Big Banks $70 Billion Short in Fed Push to Prevent Bailouts

LONDON (Capital Markets in Africa) – Wall Street banks are about $70 billion short in building up funds the Federal Reserve says they’ll need to tap following a collapse, down by almost half from the central bank’s earlier estimates.

The eight biggest U.S. financial firms are required to build cushions of long-term debt that can be transformed into equity in a new company if the old one fails, according to a rule the Fed governors approved Thursday. Stockpiles of capital will also be used to meet the new standard known as total loss-absorbing capacity, or TLAC, which is a vital component of the plan to make giant banks easier to unwind without taxpayer bailouts. In October 2015, the Fed estimated banks had a total shortfall of $120 billion.

“This requirement means taxpayers will be better protected because the largest banks will be required to pre-fund the costs of their own failure,” Fed Chair Janet Yellen said about the rule, which aims to prevent a repeat of 2008’s financial-sector disaster by making sure the biggest firms can absorb more losses — even after failing. She called it “one of the last critical safeguards” put in place since the crisis.

The Fed estimates four banks, without identifying them, need about $70 billion more in qualifying unsecured debt and capital by the Jan. 1, 2019 deadline, while the other four banks already satisfy the standard. New debt issued in the last year by the banks helped to cut the shortfall. Investors buying the debt will know in advance that they could be subjected to losses if the issuer fails.

Wells Shortfall
The rule still faces some uncertainty, however, especially following the election of Donald Trump. The president-elect has criticized regulations that squeeze financial firms’ ability to lend to people, and Republican lawmakers have warned federal agencies not to issue 11th-hour rules before Trump takes office. If Congress takes issue with the new debt requirement for banks, it has the power to roll it back, and regulatory officials appointed by Trump could also blunt the measure in the future.

When the Fed proposed the idea more than a year ago, a chief industry concern was the rule’s apparent disregard of certain kinds of long-term debt already in wide use, but the agency made concessions to allow for existing debt with certain “acceleration clauses” to be used in the final version. Like the proposal, Thursday’s final rule includes a tally of capital and long-term debt that ranges from 21.5 percent to 23 percent of risk-weighted assets for the eight U.S.-based firms affected, the Fed estimated.

Meeting the demand by 2019 isn’t difficult for banks such as Goldman Sachs Group Inc. and Morgan Stanley that are accustomed to issuing that kind of debt. The rule will be more of a burden for banks like Wells Fargo & Co., which has historically relied more on traditional funding from deposits.

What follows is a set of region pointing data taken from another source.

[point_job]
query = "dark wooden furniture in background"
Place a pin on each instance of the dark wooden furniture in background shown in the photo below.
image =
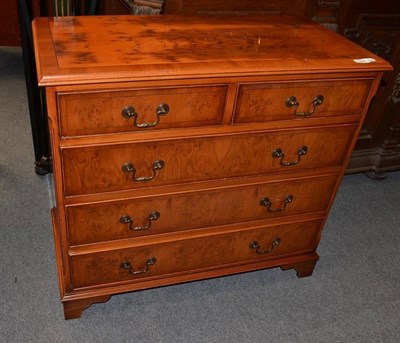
(373, 24)
(186, 148)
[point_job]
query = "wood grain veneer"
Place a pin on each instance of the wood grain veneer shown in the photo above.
(245, 183)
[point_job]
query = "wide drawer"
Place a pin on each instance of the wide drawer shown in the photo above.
(97, 169)
(193, 254)
(87, 113)
(190, 210)
(308, 99)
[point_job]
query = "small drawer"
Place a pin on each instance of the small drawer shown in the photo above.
(193, 254)
(140, 109)
(110, 168)
(308, 99)
(160, 214)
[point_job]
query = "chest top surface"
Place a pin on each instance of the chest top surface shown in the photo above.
(117, 48)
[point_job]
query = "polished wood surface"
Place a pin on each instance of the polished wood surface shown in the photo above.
(99, 169)
(161, 47)
(267, 102)
(244, 182)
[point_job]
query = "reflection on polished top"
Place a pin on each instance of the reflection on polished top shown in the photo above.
(93, 49)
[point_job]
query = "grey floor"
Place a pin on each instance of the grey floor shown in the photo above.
(353, 295)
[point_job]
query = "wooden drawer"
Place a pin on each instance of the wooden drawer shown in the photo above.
(269, 101)
(104, 111)
(193, 254)
(100, 168)
(190, 210)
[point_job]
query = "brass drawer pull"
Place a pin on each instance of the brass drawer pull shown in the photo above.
(266, 202)
(292, 102)
(130, 112)
(127, 265)
(128, 167)
(128, 220)
(254, 245)
(278, 153)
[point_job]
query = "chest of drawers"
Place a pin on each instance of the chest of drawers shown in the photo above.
(187, 148)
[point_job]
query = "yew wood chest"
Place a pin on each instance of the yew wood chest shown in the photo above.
(187, 148)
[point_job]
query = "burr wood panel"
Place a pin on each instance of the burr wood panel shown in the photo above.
(177, 150)
(101, 169)
(287, 101)
(193, 254)
(108, 111)
(105, 221)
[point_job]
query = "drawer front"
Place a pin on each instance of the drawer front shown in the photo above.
(160, 214)
(193, 254)
(128, 166)
(287, 101)
(139, 110)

The lender’s chief executive officer, Timothy Sloan, said earlier this month at an investors conference in New York he was “scratching his head” over the rule, since it calls for his bank to get deeper into debt. He estimated the bank’s shortfall could be more than $36 billion.

The impact of the Fed rule only adds to recent headwinds for beleaguered Wells Fargo, which this week was the only major bank to have its so-called living willrejected by regulators. It’s still reeling from a scandal this year over fake accounts that were opened without customers’ knowledge.

Global Effort
The other U.S. banks covered by the rule are JPMorgan Chase & Co., Bank of America Corp., Citigroup Inc., Goldman Sachs, Morgan Stanley, Bank of New York Mellon Corp. and State Street Corp., and a similar version applies to U.S. units of foreign banks, though the Fed reduced the burden slightly for those companies.

The final requirement should end the idea some banks are “too big to fail,” said Greg Baer, president of the Clearing House Association, an industry group. He said in a statement that the rule ensures that losses in bank failures “are borne by creditors and shareholders, and not the taxpayer.”

The new standard is based on a global effort to make sure the world’s largest financial institutions can fail without dragging the rest of them down. In an agreement among officials at the Financial Stability Board, regulators from the U.S. and other countries agreed to phase in a TLAC requirement starting in 2019. In the accord, the level of debt eventually had to be equal to at least 18 percent of each firm’s assets weighted by how risky they are — meaning the total goes up if the assets are more volatile.